Ana Cláudia: Infelizmente só me juntei no meu segundo ano de licenciatura (da primeira), apesar de já me terem falado e ter despertado algum interesse. Mais tarde houve algumas pessoas a insistir, nomeadamente o Brandão, e comecei a aparecer, cada vez mais regularmente, até que a ADAUM – Associação de Debates Académicos da Universidade do Minho se tornou para mim a Casa e, ao mesmo tempo, o bebé, que eu nunca imaginava que pudesse ser.

 

Pergunta 2: Poderiam fazer um breve resumo do vosso percurso no debate universitário? 

 

Gabriela: Comecei em 2019, no Distrital do Porto. Entretanto participei de 3 TorNaDUs, e de uma dúzia de torneios (em formato online e em formato presencial), alguns brasileiros, mas a maioria portugueses. Cheguei às meias-finais em alguns deles, e estive num Top 10 Oradores. Também fui traçando o meu percurso mais associativo em paralelo, fui presidente da SdDUP, e atualmente vice-presidente do CNADU.

 

Ana Cláudia: Posso tentar (risos). Essencialmente o meu ano de iniciada foi 2017 (fui à primeira competição em dezembro de 2016, organizada pela SdDUP), e passado uns meses comecei a fazer breaks gerais. Desde então já estive em várias finais e top10s, tive algumas vitórias, organizei alguns torneios, fui presidente da ADAUM e da Comissão Executiva do CNADU, também fui Equity do CMDLP e fui várias vezes CA, em Portugal e no Brasil. 

 

Pergunta 3: Qual foi o momento mais impactante na vossa “carreira” dentro do DCU e porquê?

 

Gabriela: Tudo sobre esta vitória foi o mais impactante que poderia ser.
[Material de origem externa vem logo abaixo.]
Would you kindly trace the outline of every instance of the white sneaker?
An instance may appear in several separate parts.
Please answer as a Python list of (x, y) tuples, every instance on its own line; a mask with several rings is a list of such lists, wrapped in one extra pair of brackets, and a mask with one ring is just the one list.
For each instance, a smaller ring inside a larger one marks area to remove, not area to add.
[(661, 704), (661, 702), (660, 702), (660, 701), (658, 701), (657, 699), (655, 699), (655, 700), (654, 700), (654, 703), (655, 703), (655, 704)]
Mesmo se não tivesse ganhado, já tinha percebido que era a única equipa feminina no break, o que se intensificou quando chegamos à final e vimos uma moção sobre feminismo. Naquele momento, sabíamos que estávamos na nossa zona de conforto, que tínhamos chance de ganhar. Ver tantos dos meus miúdos da SdDUP na final de iniciados também me encheu o coração de orgulho, por ver o trabalho de dois anos a dar frutos. No fim, a SdDUP acabou por levar quatro prémios para casa, o que eu nunca tinha visto acontecer desde que entrei, e que me deixa cheia de esperança pela nova geração. 

 

Ana Cláudia: Ter percebido que eu e a Gabi fomos a primeira dupla feminina na história de vencedores do TorNaDU impactou-me, porque realmente não tinha procurado essa informação antes. Mas mais do que isso, e talvez não seja um momento da minha carreira per se, mas um momento no DCU que presenciei, foi ver o break cheio de ADAUMers deste TorNaDU. Mesmo pensando que eu própria não tinha feito break, estava muito feliz.

 

Pergunta 4: Hermione, embora sejas conhecida há muito pelos teus êxitos no DCU, nomeadamente pelo teu título no Open da Católica (2019) e várias presenças no top10 oradores, parece que estamos a viver outra vaga de sucessos na tua caminhada. Em 2022, voltaste ao debate competitivo, desta vez pela SdDUP, e em 2023 sagraste-te campeã nacional de debate competitivo. Como te sentes relativamente a esta nova jornada e o que contribuiu para esta nova onda de êxito no debate competitivo?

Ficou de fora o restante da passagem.